Parse traces with strategy inspector

The custom logic for this scenario is handled here: ./mev_inspect/strategy_inspectors/compound_v2_ceth.py, where we process the classified traces for profit data and additional information using inspect_compound_v2_ceth(classified_traces: list[ClassifiedTrace]) -> Liquidation.

Before writing the inspector we define the output type to be returned by this function in ./mev_inspect/schema/liquidations.py, this is unique to each class of strategies (aribitrage/liquidation/sandwich/token sniping etc) to contain all the relevant MEV fields.

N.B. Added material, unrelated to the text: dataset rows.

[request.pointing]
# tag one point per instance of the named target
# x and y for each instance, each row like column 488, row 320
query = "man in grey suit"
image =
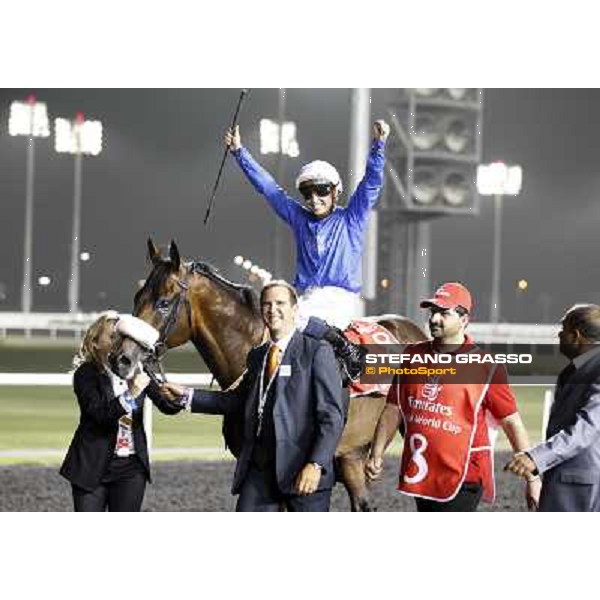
column 570, row 457
column 293, row 413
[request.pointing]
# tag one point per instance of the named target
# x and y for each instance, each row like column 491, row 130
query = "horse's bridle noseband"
column 152, row 360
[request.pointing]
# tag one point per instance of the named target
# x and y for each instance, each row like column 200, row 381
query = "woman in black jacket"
column 107, row 461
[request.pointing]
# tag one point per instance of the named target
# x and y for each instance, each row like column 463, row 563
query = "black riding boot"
column 352, row 355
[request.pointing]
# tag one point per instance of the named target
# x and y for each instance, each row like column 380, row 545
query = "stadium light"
column 30, row 119
column 498, row 179
column 276, row 141
column 77, row 137
column 253, row 271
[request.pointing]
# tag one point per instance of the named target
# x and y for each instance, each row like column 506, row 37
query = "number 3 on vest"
column 418, row 445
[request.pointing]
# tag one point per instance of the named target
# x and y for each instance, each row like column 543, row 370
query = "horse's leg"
column 351, row 472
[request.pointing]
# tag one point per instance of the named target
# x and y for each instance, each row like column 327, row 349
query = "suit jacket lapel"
column 256, row 364
column 289, row 359
column 582, row 375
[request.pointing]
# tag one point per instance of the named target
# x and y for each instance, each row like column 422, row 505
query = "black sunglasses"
column 320, row 189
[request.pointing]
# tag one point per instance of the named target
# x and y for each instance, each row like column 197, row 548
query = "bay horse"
column 190, row 301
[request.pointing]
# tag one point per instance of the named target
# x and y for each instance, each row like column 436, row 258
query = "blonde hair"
column 88, row 351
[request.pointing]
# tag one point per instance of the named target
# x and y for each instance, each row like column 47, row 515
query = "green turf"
column 22, row 355
column 46, row 417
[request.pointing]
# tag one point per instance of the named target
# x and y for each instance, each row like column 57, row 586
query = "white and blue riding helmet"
column 319, row 171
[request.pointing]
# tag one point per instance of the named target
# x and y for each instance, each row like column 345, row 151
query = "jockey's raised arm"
column 329, row 238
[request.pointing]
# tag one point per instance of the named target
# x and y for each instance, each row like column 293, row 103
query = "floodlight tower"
column 77, row 137
column 498, row 180
column 29, row 118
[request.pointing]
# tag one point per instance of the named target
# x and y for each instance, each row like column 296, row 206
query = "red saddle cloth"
column 367, row 332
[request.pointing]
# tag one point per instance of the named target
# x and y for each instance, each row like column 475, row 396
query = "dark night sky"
column 161, row 153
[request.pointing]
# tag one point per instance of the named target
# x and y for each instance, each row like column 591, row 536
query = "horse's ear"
column 174, row 255
column 153, row 252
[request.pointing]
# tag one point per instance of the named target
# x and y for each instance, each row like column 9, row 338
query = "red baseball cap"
column 450, row 295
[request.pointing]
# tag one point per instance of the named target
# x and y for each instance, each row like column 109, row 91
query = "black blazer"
column 93, row 444
column 308, row 411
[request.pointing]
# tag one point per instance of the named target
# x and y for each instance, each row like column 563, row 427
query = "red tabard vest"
column 439, row 420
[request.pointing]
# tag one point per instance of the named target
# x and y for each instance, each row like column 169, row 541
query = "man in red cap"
column 447, row 461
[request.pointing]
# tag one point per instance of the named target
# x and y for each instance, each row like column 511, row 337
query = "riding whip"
column 233, row 124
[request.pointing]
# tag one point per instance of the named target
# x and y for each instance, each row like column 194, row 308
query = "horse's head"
column 191, row 301
column 163, row 302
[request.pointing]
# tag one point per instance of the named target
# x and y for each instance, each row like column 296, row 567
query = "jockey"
column 329, row 238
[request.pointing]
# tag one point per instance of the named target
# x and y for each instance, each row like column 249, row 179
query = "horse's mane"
column 162, row 269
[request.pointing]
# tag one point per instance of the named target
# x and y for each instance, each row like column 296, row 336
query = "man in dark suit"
column 291, row 398
column 570, row 457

from .utils import CamelModel
from typing import Dict, List, Optional
from enum import Enum

class LiquidationType(Enum):
    compound_v2_ceth_liquidation = "compound_v2_ceth_liquidation"
    compound_v2_ctoken_liquidation = "compound_v2_ctoken_liquidation" # TODO: add logic to handle ctoken liquidations

class LiquidationStatus(Enum):
    seized = "seized" # succesfully completed
    check = "check" # just a liquidation check. i.e searcher only checks if opportunity is still available and reverts accordingly
    out_of_gas = "out_of_gas" # tx ran out of gas

class LiquidationCollateralSource(Enum):
    aave_flashloan = "aave_flashloan"
    dydx_flashloan = "dydx_flashloan"
    uniswap_flashloan = "uniswap_flashloan"
    searcher_eoa = "searcher_eoa" # searchers own funds
    other = "other"

class Liquidation(CamelModel):
    tx_hash: str
    borrower: str # account that got liquidated
    collateral_provided: str # collateral provided by searcher, 'ether' or token contract address
    collateral_provided_amount: int # amount of collateral provided
    asset_seized: str # asset that was given to searcher at a discount upon liquidation
    asset_seized_amount: int # amount of asset that was given to searcher upon liquidation
    profit_in_eth: int # profit estimated by strategy inspector
    tokenflow_estimate_in_eth: int # profit estimated by tokenflow
    tokenflow_diff: int # diff between tokenflow and strategy inspector
    status: LiquidationStatus
    type: LiquidationType
    collateral_source: LiquidationCollateralSource

Finally, we get into the core logic ( inspect_compound_v2_ceth() in ./mev_inspect/strategy_inspectors/compound_v2_ceth.py).

flow: 
    1. decide if it's a pre-flight check tx or an actual liquidation
    2. parse `liquidateBorrow` and `seize` sub traces to determine actual amounts sent to the protocol and send back to the searcher
    3. calculate net profit by finding out the worth of seized tokens
    4. use tokenflow module to find out profit independent of the inspector, calculate diff
    5. determine source of funds 
    6. prepare return object to get it ready for db processing

For every inspector, try to verify the profit amount by adding unit tests of sample txs that cover a wide variety of edge cases. Comparing the inspector outputs to that of tokenflow (tokenflow_diff in Liquidation class in this case) should also help catch misclassifications.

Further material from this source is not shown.